When using relative imports, it's crucial to prepend the file name with ./ to indicate the relative path. Also, note that the .py extension is always omitted in the #MAGIC %run command.

Absolute Imports and Mappings

There are scenarios where specifying an absolute import becomes necessary, especially when a Databricks notebook is located in a different repository or folder structure.

To configure an absolute import, you'll need to utilize the DatabricksIntellisense extension's mapping feature:

  1. Open the DatabricksIntellisense extension panel, typically found in your editor's sidebar.

  2. Click on the "Add Mapping" button. This will open a configuration interface.

  3. In the "From" field, specify the absolute path as you would write it in your Databricks notebook. For instance, to import printer.py from the another_folder, you would enter:

    #MAGIC %run /another_folder/printer

  4. Click the "Browse" button. This will open a file explorer dialog.

  5. Use the file explorer to navigate and select the printer.py file on your local filesystem that corresponds to the absolute path you specified.

  6. Finally, click "Save Mappings" to store your configuration.

main.py


# Databricks Notebook source
# MAGIC %run ./data_processor
# MAGIC %run ./other_folder/string_analyzer
# MAGIC %run ./average
# All files are either imported using a relative path (shown above) or an absolute path (show below). Absolute paths should not use the ./ notation and instead should be specified in the extention's menu.
# MAGIC %run /another_folder/printer

# COMMAND ----------
# This is a second databricks notebook which reuses the classes and functions from the first notebook

# COMMAND ----------
# Example Usage: Reusing DataProcessor Class

# Create an instance of the DataProcessor class
dp = DataProcessor([1, 2, 3])
new_input_numbers = [10, 20, 30, 40]
new_processor = DataProcessor(new_input_numbers)

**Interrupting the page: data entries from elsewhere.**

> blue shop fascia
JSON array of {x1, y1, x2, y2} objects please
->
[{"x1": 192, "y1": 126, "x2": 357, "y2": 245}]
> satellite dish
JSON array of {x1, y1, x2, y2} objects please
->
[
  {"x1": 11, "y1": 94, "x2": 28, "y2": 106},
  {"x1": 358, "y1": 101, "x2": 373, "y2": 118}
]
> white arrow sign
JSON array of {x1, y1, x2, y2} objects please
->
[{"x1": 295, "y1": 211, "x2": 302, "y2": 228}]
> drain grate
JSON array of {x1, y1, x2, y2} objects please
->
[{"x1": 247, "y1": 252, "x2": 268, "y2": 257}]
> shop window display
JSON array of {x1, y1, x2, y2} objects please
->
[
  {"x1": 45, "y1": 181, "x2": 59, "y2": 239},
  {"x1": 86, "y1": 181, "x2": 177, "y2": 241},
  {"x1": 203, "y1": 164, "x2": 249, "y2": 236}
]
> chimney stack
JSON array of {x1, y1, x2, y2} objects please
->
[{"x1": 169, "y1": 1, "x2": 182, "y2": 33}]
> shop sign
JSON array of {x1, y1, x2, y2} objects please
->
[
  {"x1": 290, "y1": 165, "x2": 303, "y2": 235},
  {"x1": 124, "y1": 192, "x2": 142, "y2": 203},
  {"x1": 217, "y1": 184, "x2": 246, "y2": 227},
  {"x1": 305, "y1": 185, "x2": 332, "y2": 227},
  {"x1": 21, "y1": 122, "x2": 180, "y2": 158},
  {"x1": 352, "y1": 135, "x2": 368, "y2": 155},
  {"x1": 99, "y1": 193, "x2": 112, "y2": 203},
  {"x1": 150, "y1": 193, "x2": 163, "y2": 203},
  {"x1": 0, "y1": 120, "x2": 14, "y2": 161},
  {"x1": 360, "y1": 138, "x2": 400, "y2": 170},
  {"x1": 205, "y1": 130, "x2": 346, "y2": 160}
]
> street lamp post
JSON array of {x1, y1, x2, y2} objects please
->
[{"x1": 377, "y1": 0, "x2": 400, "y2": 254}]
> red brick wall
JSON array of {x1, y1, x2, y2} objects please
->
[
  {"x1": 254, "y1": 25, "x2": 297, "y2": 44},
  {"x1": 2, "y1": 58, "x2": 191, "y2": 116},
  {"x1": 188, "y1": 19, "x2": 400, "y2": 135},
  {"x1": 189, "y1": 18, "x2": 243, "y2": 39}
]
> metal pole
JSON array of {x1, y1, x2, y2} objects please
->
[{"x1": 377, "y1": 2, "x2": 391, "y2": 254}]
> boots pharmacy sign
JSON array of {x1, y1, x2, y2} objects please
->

new_processor_2 = DataProcessor(new_input_numbers)

s = StringAnalyzer("hello world")
s.get_unique_words()


lp = ListProcessor(numbers)
lp.sum_of_list()

s.get_word_count(self)
# Process the data
new_processor.square_numbers()
new_processor.add_constant(5)

# Get the processed data
new_processed_numbers = new_processor.get_processed_data()

# Print the new processed data
print(f"New processed numbers: {new_processed_numbers}")

# COMMAND ----------
# Example Usage: Reusing calculate_average function

# Calculate average of new data
new_average = calculate_average(new_processed_numbers)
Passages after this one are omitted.